Mal riecht eine Wiese nach den Schnittkanten frisch gemähter Gräser. Mal brennt die Sonne dermaßen auf die wenigen schattenlosen Stellen, dass alle Farbe daraus verschwindet. Mal entdecke ich eine Astgabel im Goldenen Schnitt. Mal steht ein Reh wenige Meter seitwärts im Unterholz und schaut fluchtbereit, bleibt aber und äst weiter. Mal höre ich das bedrohlich kraftvolle Heulen der Luftströme an den Schwingen der Schwäne, wenn sie in Formation über mich hinwegrauschen. Mal sehe ich die seit Jahren eingeschlagene Abzweigung erst im letzten Moment, weil der Novembernebel so dicht geworden ist. Mal knirscht der Schnee unter den Schuhen ganz seltsam.

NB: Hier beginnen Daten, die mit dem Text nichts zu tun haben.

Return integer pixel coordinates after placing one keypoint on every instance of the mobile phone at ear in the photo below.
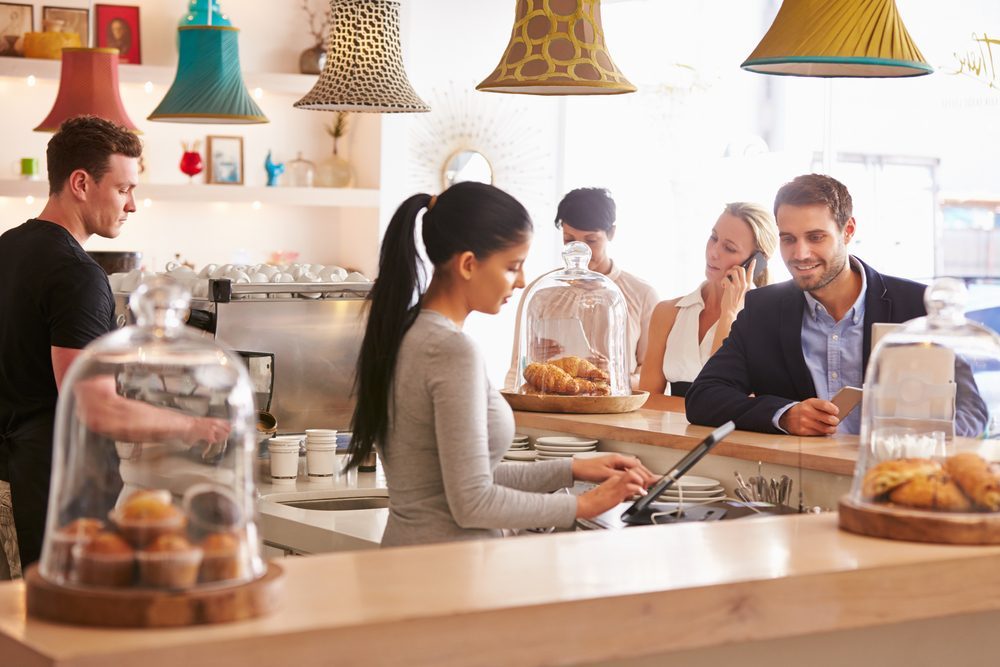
(759, 266)
(846, 400)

Gerade bei düsterem Wetter oder in der Dämmerung, bei aufziehendem Sturm oder im fahlen Zwielicht werden die Wege, die ich allein gehe, zu Wegen, die mich in tiefere Gründe führen. Aber keineswegs in Abgründe.

Traurigkeiten werden bedacht und verlieren ihren Schrecken. Jegliches Ende zeigt sich in versöhnlicherem Licht. Alltägliche Kämpfe entbehren plötzlich der Schärfe. Abschiede, die im Leben nun mal nicht zu umgehen sind, scheinen nicht mehr so herzzerreißend zu sein, wo doch jeder Schritt bei einem solchen Spaziergang ein Abschied vom vorigen Schritt ist.

Und zu Hause warten schließlich trockene Schuhe und ein Kaminfeuer. Diese Aussichten, gekoppelt an die Unwirtlichkeit eines Spaziergangs in düsterer Atmosphäre, relativieren dann sehr schnell die Düsternis, die der einsame Mensch sich so gern einredet.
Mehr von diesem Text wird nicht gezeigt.